- Education: University of Pennsylvania, University of Maryland
- Scientific career
- Fields: Mechanical engineering, Bio-engineering
- Thesis: (2009)
- Doctoral advisor: Dawn Elliott

= Grace O'Connell =

American biomechanical engineer

Grace D. O'Connell is an American biomechanical engineer known for her research on the biomechanics of the human spine, on the degeneration and regeneration of spinal tissue, and on the comparison of its properties with the spines of animals used in the study of lumbar disc disease. She is an associate professor of mechanical engineering at the University of California, Berkeley, where she also held the Don M. Cunningham Chair in Mechanical Engineering.

==Education and career==
O'Connell was a high school student at Upper Darby High School in Pennsylvania. After being inspired by a high school engineering class, and also taking flying lessons as a high school student, O'Connell began an aerospace engineering program at Virginia Tech and then transferred to the University of Maryland, College Park, graduating in 2004. She earned a Ph.D. in bioengineering in 2009 from the University of Pennsylvania, supervised by Dawn Elliott.
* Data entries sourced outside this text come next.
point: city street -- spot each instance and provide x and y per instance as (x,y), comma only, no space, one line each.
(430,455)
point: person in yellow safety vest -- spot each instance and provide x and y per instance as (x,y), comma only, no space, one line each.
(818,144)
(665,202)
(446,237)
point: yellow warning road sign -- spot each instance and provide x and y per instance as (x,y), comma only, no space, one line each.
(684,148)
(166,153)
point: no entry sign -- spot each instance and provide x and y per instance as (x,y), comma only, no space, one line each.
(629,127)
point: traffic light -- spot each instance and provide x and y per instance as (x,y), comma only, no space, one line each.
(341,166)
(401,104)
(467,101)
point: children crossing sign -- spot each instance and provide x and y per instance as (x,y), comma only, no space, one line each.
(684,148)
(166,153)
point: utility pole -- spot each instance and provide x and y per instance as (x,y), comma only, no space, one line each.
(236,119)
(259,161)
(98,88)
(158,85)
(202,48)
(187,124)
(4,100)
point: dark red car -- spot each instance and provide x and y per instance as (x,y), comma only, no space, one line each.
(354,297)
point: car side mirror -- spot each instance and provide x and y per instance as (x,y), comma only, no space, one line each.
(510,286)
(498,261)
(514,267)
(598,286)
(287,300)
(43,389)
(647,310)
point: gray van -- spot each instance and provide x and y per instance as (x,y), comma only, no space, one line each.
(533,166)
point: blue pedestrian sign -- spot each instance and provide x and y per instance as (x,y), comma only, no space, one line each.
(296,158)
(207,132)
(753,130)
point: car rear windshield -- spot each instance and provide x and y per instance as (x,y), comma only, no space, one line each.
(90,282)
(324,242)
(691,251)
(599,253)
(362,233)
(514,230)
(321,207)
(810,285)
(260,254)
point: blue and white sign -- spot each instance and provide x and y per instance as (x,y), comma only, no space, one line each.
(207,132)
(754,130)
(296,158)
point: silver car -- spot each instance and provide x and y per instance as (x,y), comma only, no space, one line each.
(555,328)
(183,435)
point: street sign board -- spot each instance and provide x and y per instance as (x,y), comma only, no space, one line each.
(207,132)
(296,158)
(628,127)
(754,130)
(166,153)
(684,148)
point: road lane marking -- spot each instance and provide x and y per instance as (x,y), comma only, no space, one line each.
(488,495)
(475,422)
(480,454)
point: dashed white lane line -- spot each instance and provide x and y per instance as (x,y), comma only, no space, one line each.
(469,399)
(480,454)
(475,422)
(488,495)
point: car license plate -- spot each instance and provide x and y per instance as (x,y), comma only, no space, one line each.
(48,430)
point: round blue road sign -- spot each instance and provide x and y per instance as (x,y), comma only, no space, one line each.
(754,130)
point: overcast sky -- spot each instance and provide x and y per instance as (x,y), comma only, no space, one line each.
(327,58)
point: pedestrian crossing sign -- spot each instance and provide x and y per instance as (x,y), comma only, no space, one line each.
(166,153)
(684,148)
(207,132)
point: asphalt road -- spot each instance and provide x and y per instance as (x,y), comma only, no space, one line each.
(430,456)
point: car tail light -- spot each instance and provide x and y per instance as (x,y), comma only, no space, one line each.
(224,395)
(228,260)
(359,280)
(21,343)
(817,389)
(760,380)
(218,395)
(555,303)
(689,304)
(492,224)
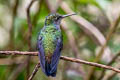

She was a postdoctoral researcher with Clark Hung at Columbia University from 2009 to 2013 before joining the University of California, Berkeley faculty. She has also held an adjunct faculty position in the Department of Orthopedic Surgery at the University of California, San Francisco since 2017. At Berkeley, she was promoted to a tenured associate professorship in 2019. In 2021 she was named as associate dean for inclusive excellence in the UC Berkeley College of Engineering.

==Research==
In 2024, O'Connell helped author a research article about how deep learning can enable accurate soft tissue tendon deformation using ultrasound imaging. This is important due to it allowing early and accurate detection of tissue deformation in vivo tissue due to its limited image signal-to-noise ratio.

In 2025, O'Connell helped author a research article, based on how rodents can be used to understand the effects of space flight on the human body. This helped with researchers understanding of spaceflights effects on the human spine and musculoskeletal system. The results were that the rodents spine was not affected by the gravitational unloading suggests that there are little degeneration of the spinal cells caused due to spaceflights.

==Outreach==
O'Connell is a member of the National Society of Black Engineers and the Society of Women Engineers. As a woman of color in engineering, she has been sensitive to the challenges faced by minorities in engineering and has worked to improve the diversity of the field. Her work in this area has included serving as an advisor for the Berkeley Society of Women Engineers and Black Engineering and Science Student Association, and leading the Berkeley Girls in Engineering Program.

==Recognition==
O'Connell was the 2019 recipient of the Y. C. Fung Young Investigator Award of the American Society of Mechanical Engineers, named for her "pioneering work in multiscale mechanics of musculoskeletal soft tissues". She was named as a Fellow of the American Institute for Medical and Biological Engineering in 2021 "for outstanding contributions to understanding biomechanical degeneration and failure of fiber-reinforced biological tissues by creating integrated computational and experimental approaches".

Upper Darby High School named her to their alumni wall of fame in 2021. In 2022, O'Connell received the early career distinguished alumni award from the College of Engineering at the University of Maryland.

In 2025, O'Connell was the recipient of the U.S. National Science Foundation's Presidential Early Career Award for Scientists and Engineers.